1. In the city center
2. Tourist center
In the 1930s, young Bresson sees the famous picture of the Hungarian photojournalist Martin Munkacsi "Three Boys on Lake Tanganyika". “I suddenly realized that photography can capture infinity at one moment in time,” wrote Cartier-Bresson many years later. - And it was this photograph that convinced me of this.

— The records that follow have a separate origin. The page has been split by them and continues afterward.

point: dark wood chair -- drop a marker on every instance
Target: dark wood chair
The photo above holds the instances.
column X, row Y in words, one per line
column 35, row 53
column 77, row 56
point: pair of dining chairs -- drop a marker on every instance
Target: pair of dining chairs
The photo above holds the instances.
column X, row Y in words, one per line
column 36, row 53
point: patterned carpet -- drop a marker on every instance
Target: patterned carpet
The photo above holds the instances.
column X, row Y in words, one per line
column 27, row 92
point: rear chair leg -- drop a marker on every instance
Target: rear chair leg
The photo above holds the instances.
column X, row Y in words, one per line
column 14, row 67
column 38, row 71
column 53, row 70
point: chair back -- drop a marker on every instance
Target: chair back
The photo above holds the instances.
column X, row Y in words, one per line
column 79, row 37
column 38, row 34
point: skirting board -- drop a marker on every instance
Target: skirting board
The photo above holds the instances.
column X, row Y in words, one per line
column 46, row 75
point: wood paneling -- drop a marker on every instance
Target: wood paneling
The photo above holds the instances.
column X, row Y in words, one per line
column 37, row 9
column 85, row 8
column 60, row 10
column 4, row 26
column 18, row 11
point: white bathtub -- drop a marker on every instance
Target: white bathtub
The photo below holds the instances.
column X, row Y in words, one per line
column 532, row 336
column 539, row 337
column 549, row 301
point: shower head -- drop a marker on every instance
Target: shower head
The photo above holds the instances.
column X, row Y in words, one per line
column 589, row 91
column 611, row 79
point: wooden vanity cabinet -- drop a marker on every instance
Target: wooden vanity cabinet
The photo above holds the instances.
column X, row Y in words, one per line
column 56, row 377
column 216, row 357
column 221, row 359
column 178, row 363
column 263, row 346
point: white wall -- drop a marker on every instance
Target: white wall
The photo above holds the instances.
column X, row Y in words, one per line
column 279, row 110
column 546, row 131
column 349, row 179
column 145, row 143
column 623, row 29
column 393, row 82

There is so much tension, so much spontaneity, so much joy in life, so much supernaturalness in this picture that even today I cannot look at it calmly."
3. Reach heaven
The disclosure of Bresson as a photographer took place during the Second World War: fascist captivity, escape, participation in the Resistance - in order to record military everyday life on film, the photographer required not only a faithful eye, but courage and composure.
4. Japan, 1956
In 1947, Cartier-Bresson became one of the founders of the famous international association of photojournalists Magnum - a response to the predatory policies of many Western agencies and magazines towards photographers. The agency's photographers divided the globe into "spheres of influence," and Cartier-Bresson got Asia. His reports in countries that have gained or are fighting for independence - India, China, Indonesia - have made him a world-class photojournalist.
5. Martin Luther King
The photographer's "invisibility" became widely famous - his models in most cases did not even suspect that they were being photographed. For greater disguise, Cartier-Bresson even covered the shiny metal parts of his camera with black duct tape.
6. Bougival
7. Play of shadows
But the main feature and truly gift of the photographer is the “decisive moment”, an expression that, with his light hand, gained wide popularity in the photographic world. Bresson has always tried to shoot any subject at the moment of reaching the peak of emotional tension, and you will definitely feel this through his photographs.
8. Yer
“Photography itself does not interest me. I just want to capture a piece of reality. I do not want to prove anything, to emphasize anything. Things and people speak for themselves. I am not in the kitchen. Working in the lab or in the studio makes me nauseous. I hate to be manipulated - not during shooting, not after, in a dark room. A good eye will always notice such manipulations … The only moment of creativity is one twenty-fifth of a second, when the shutter clicks, light flashes in the camera and the movement stops."
9. Arrested
“It sometimes happens that you, dissatisfied, freeze in place, waiting for the moment, and the denouement comes suddenly, and, probably, a good shot would not have happened if someone passing by would not accidentally hit the camera lens”.